ECLI:NL:CBB:2024:927

College van Beroep voor het bedrijfsleven

Datum uitspraak
24 december 2024
Publicatiedatum
18 december 2024
Zaaknummer
22/80
Instantie
College van Beroep voor het bedrijfsleven
Type
Uitspraak
Rechtsgebied
Bestuursrecht
Procedures
  • Eerste aanleg - meervoudig
Vindplaatsen
  • Rechtspraak.nl
AI samenvatting door LexboostAutomatisch gegenereerd

Toepassing en verduidelijking van de Regeling garanties van oorsprong en certificaten van oorsprong in het kader van het evenredigheidsbeginsel

In deze uitspraak van het College van Beroep voor het Bedrijfsleven op 24 december 2024, in de zaak tussen RWE Generation NL B.V. en de minister van Economische Zaken, wordt de toepassing van de Regeling garanties van oorsprong en certificaten van oorsprong beoordeeld. RWE had bezwaar gemaakt tegen een besluit van de minister van 26 maart 2021, waarbij het aantal toegekende garanties van oorsprong (GvO’s) werd gecorrigeerd vanwege te late indiening van meetrapporten. De minister verklaarde het bezwaar ongegrond, wat leidde tot beroep bij het College.

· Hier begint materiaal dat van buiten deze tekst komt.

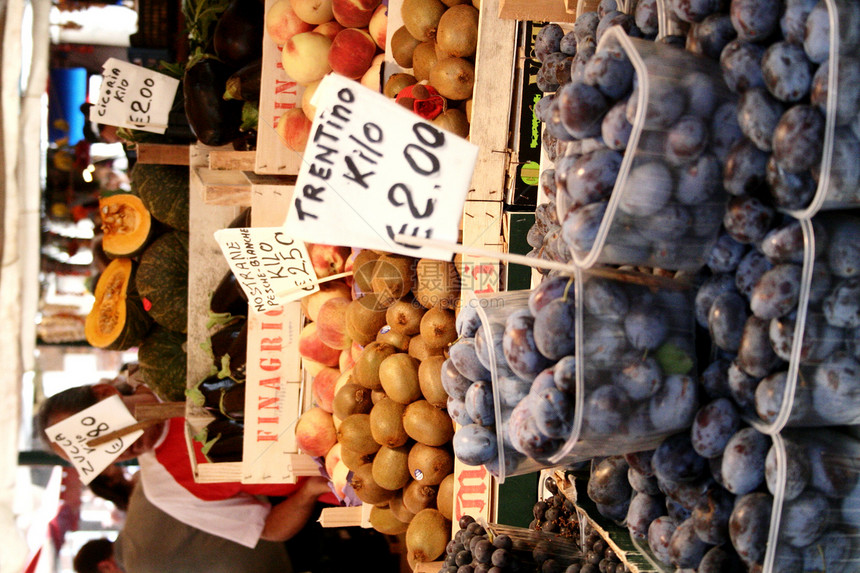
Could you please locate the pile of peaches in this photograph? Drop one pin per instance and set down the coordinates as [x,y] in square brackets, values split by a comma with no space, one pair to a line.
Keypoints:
[321,36]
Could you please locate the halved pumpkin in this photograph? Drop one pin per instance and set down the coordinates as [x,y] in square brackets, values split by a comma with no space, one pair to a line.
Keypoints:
[126,224]
[117,320]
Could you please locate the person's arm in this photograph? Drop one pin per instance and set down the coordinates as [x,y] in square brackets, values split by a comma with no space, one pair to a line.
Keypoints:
[289,517]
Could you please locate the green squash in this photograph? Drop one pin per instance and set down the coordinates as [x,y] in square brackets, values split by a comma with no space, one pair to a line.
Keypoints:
[162,280]
[164,191]
[117,320]
[163,362]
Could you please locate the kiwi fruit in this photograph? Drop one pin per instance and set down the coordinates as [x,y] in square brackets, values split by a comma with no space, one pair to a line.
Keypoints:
[423,60]
[429,464]
[385,521]
[445,497]
[366,487]
[418,349]
[418,497]
[353,459]
[427,535]
[436,283]
[351,399]
[453,78]
[362,269]
[399,510]
[427,424]
[430,381]
[391,467]
[395,339]
[354,434]
[438,327]
[377,395]
[366,368]
[402,45]
[364,318]
[386,423]
[421,17]
[398,375]
[393,277]
[453,120]
[397,82]
[457,33]
[404,316]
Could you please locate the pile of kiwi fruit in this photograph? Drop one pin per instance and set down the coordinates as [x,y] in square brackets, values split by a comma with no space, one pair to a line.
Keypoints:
[390,410]
[436,46]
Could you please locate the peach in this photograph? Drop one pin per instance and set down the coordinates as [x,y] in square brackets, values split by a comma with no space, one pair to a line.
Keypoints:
[345,362]
[315,433]
[313,11]
[294,129]
[372,78]
[329,29]
[354,13]
[328,260]
[351,53]
[312,367]
[331,458]
[311,347]
[331,323]
[378,25]
[308,108]
[322,387]
[305,57]
[282,23]
[333,289]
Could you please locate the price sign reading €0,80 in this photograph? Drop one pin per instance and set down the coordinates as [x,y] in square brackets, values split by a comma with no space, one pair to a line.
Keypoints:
[73,433]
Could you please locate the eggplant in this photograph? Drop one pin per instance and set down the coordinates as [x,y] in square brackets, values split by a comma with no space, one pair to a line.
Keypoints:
[214,120]
[238,352]
[244,84]
[238,37]
[222,339]
[229,297]
[224,440]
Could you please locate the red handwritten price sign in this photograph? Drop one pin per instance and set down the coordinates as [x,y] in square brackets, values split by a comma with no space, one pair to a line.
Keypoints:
[135,97]
[73,433]
[374,170]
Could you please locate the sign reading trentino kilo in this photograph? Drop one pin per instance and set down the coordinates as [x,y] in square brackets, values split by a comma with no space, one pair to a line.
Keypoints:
[134,97]
[373,170]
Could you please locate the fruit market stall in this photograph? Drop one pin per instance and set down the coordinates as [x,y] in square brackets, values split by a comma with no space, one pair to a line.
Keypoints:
[687,357]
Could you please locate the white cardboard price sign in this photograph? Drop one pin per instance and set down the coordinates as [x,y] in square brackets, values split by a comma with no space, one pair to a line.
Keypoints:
[73,433]
[135,97]
[373,169]
[271,267]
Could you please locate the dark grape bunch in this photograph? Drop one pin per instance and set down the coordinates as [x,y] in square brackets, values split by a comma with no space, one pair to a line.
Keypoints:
[474,550]
[598,556]
[775,56]
[555,514]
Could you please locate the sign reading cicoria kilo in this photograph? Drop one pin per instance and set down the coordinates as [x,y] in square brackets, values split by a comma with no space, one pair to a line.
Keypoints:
[373,169]
[133,96]
[270,266]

RWE betoogde dat de artikelen van de Regeling die betrekking hebben op de rapportageverplichting in strijd zijn met het evenredigheidsbeginsel, vooral voor producenten die gecombineerde elektriciteit en warmte opwekken. RWE stelde dat de correctie van GvO’s een bestraffend karakter heeft en niet evenwichtig is, gezien het feit dat de productie van hernieuwbare warmte slechts een klein percentage van hun totale subsidie betreft. De minister daarentegen verdedigde de correctie als noodzakelijk om financiële risico’s te beperken en de betrouwbaarheid van de GvO’s te waarborgen.

Het College oordeelde dat de correctie van het aantal GvO’s evenredig is en dat de rapportageverplichting niet onterecht is opgelegd. De argumenten van RWE werden verworpen, en het College concludeerde dat de minister niet gehouden was om RWE te herinneren aan de rapportageverplichting. De uitspraak bevestigt dat de belangenafweging al op het niveau van het algemeen verbindende voorschrift heeft plaatsgevonden, en dat er geen bijzondere omstandigheden zijn die de toepassing van de Regeling in dit geval onredelijk maken. Het beroep van RWE werd ongegrond verklaard.

Uitspraak

uitspraak

COLLEGE VAN BEROEP VOOR HET BEDRIJFSLEVEN

zaaknummer: 22/80

uitspraak van de meervoudige kamer van 24 december 2024 in de zaak tussen

RWE Generation NL B.V., te Geertruidenberg (RWE)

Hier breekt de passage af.